Amunugama did, however, announce a “strategic infrastructure” plan worth 300 billion rupees to facilitate private sector investment. This will involve building highways and investment zones, designed to create cheap labour platforms in several parts of the country, including the north and east.


The largest budget allocations are for debt service payments. Interest payments alone account for 337 billion rupees, or 26 percent of total expenditure. In addition, the government has to find 565 billion rupees for debt repayments this year, raising its gross borrowing requirement to 980 billion rupees ($US8.5 billion).

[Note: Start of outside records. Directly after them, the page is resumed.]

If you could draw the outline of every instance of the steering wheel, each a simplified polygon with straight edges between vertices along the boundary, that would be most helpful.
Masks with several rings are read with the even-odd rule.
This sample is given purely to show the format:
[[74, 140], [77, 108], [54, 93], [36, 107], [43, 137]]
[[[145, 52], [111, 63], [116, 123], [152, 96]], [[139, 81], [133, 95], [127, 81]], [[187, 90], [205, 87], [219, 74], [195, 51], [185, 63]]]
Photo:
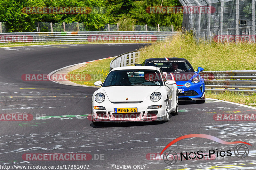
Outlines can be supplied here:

According to the budget, 6 to 7 percent economic growth is expected this year after it declined to 4 percent last year. The government cited an increase in export earnings by 7.1 percent during the first three months of this year as an indicator that the target will be achieved. However, the fragility of these figures was shown by a 14.9 percent drop in the country’s main export, garments. During the same period, the import bill rose up by 39.5 percent, pushing the trade deficit to $1.46 billion, a 119 percent increase over the same period last year.


Remittances from overseas Sri Lankan workers, mainly working in the Middle East, increased by 14 percent in the first quarter this year. Economists have expressed concern, however, that high remittances will not be sufficient to cover the trade deficit.

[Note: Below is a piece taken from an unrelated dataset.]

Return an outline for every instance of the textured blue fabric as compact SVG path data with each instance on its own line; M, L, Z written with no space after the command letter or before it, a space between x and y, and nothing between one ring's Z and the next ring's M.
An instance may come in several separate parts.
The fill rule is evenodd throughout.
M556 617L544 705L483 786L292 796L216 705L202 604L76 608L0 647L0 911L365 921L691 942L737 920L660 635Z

A finance ministry survey cast doubt on the government’s optimistic forecasts, admitting: “Global imbalances resulting in lower than expected global economic growth could adversely affect external demand for Sri Lankan goods and services which will result in slowing down Sri Lankan economy.” The ministry warned: “Higher than expected oil and commodity prices in international markets could threaten the macroeconomic stability and growth targets while affecting government expenditure and revenue.”

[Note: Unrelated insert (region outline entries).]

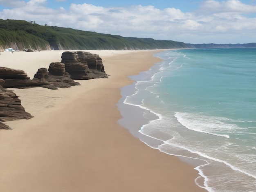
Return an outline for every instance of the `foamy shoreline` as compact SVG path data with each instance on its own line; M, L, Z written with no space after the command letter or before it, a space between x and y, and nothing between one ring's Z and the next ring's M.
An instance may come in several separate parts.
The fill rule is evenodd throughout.
M192 166L148 147L117 123L120 88L132 83L128 76L159 61L152 54L160 51L85 51L99 55L108 79L57 90L11 89L34 117L8 122L13 129L1 132L0 190L206 191L195 184ZM32 78L63 51L6 52L0 59Z

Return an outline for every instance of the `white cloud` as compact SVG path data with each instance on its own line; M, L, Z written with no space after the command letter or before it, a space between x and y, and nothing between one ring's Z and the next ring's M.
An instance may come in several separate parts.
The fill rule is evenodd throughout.
M86 3L72 3L67 9L54 9L45 7L46 3L46 0L31 0L22 8L0 12L0 18L187 43L256 42L256 18L242 14L255 12L255 6L237 0L207 0L195 13L152 6L106 8Z
M208 14L213 13L246 14L256 13L256 6L243 3L238 0L229 0L221 2L208 0L203 2L199 11Z
M0 5L3 5L9 7L20 7L26 5L24 1L18 0L0 0Z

The government’s economic policy is nakedly directed at enriching big business and foreign investors. In his budget speech, Amunugama spoke of a “road map” to provide investment opportunities in fields ranging from construction to higher education. He declared: “[T]he entire government machinery is being reorganised to respond to private sector investment proposals in the areas outlined in the road map.”


In order to impose these policies, Rajapakse is not only maintaining the military machine but also concentrating increasingly autocratic power in his hands. Major class battles lie ahead, in which working people can only defend their interests by mobilising independently on the basis of the fight for a workers’ and farmers’ government to implement socialist policies for the benefit of the majority, not the business elites.